Headlines about house prices, rent levels, the collapse in rates of owner-occupation among the younger generation and, indeed growing homelessness abound.

One thing that, unaccountably, gets rather less coverage is housing benefit — the benefit paid to those on low incomes to help to cover the costs of rent. There are occasional spats over things such as the “bedroom tax” — a reduction in entitlement for those in social housing deemed to have more bedrooms than they need — but little focus on the system as a whole.
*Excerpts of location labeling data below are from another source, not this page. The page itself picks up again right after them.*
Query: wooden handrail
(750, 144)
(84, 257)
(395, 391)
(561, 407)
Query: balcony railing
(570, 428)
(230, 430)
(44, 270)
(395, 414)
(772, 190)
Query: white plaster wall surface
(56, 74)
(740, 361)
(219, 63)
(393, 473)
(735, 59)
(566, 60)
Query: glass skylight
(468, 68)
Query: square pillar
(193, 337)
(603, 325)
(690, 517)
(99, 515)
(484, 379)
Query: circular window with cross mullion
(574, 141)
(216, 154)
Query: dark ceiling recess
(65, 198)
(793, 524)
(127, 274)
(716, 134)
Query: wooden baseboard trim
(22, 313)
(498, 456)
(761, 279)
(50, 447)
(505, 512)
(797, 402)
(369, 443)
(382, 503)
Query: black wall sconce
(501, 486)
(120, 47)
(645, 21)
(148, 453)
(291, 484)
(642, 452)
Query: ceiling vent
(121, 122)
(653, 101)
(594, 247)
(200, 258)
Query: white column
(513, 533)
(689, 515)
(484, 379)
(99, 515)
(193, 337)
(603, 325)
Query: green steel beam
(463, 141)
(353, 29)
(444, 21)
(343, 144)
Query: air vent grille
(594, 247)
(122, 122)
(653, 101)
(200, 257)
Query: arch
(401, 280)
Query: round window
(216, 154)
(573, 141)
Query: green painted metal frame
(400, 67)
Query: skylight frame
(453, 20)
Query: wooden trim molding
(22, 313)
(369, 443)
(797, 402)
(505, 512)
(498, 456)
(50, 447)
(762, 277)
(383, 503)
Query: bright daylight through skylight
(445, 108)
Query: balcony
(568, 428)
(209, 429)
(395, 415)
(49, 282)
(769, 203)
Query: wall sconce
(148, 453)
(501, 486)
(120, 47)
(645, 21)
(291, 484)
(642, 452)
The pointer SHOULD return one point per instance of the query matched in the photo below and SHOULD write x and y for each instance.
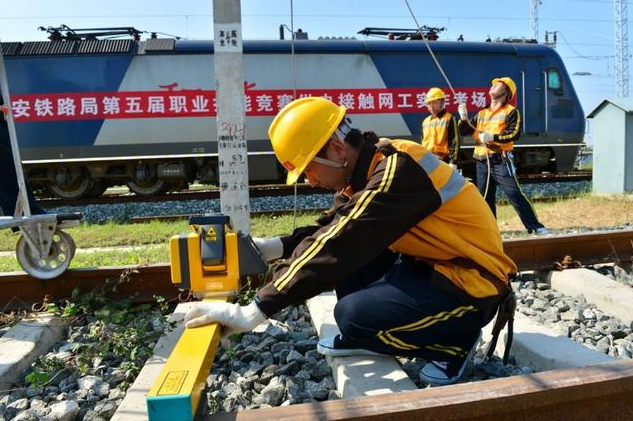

It is a curious omission. The government spends an astonishing £22 billion a year on housing benefit. That dwarfs spending on the police, on overseas aid and the budgets of many entire government departments. Spending on this one benefit has doubled since the early 2000s. More than four million households receive it. All that is true despite repeated cuts in generosity such that for most working-age people it covers a lower proportion of their actual rent than was the case in the past.

This matters for multiple reasons. First, it is an awful lot of money. Second, as a means-tested benefit affecting large numbers of people, housing benefit can have substantial effects on work incentives. Third, this scale of spending is itself a reflection of many of the other problems we face in the housing market. Fourth, spending on this scale could itself be exacerbating some of those problems, potentially pushing up rents and acting as a transfer to landlords. And fifth, cuts in recent years mean that, despite the scale of spending, many families are left struggling to pay their rent and to cover other living expenses.

The main drivers of the increase in spending have been the rapid expansion of the private rented sector alongside increased rents in social housing, in part because cheaper council housing has been in decline. If you own your own home, you are not eligible for housing benefit, so the collapse in rates of owner-occupation has played an important role. Rents in the private sector are much higher than those in the much-diminished local authority sector. So the benefit system has a bigger job to do than it had in the past. A system that looked manageable when it was mostly supporting those facing below market rents in the social sector and a relatively small private sector looks much harder to maintain as it provides support to increasing numbers facing full market rents in a much-expanded private sector. Low levels of owner-occupation are passing on substantial costs to the public purse.

That’s the sense in which failures elsewhere in the housing market are creating problems. One thing we don’t know is the extent to which housing benefit itself is creating a problem. If you’re paying that much money to that many people to cover their rent, you might expect that to push up the market level of rent. I say we don’t know because there isn’t a lot of robust evidence telling us that is definitely happening, and indeed some evidence that it doesn’t happen in the short term. But it must be a risk.

That risk used to be greater. Historically, benefit levels were tied directly to rent. For most of those on the lowest incomes, their rent would be covered fully and if the rent rose, so would the benefit.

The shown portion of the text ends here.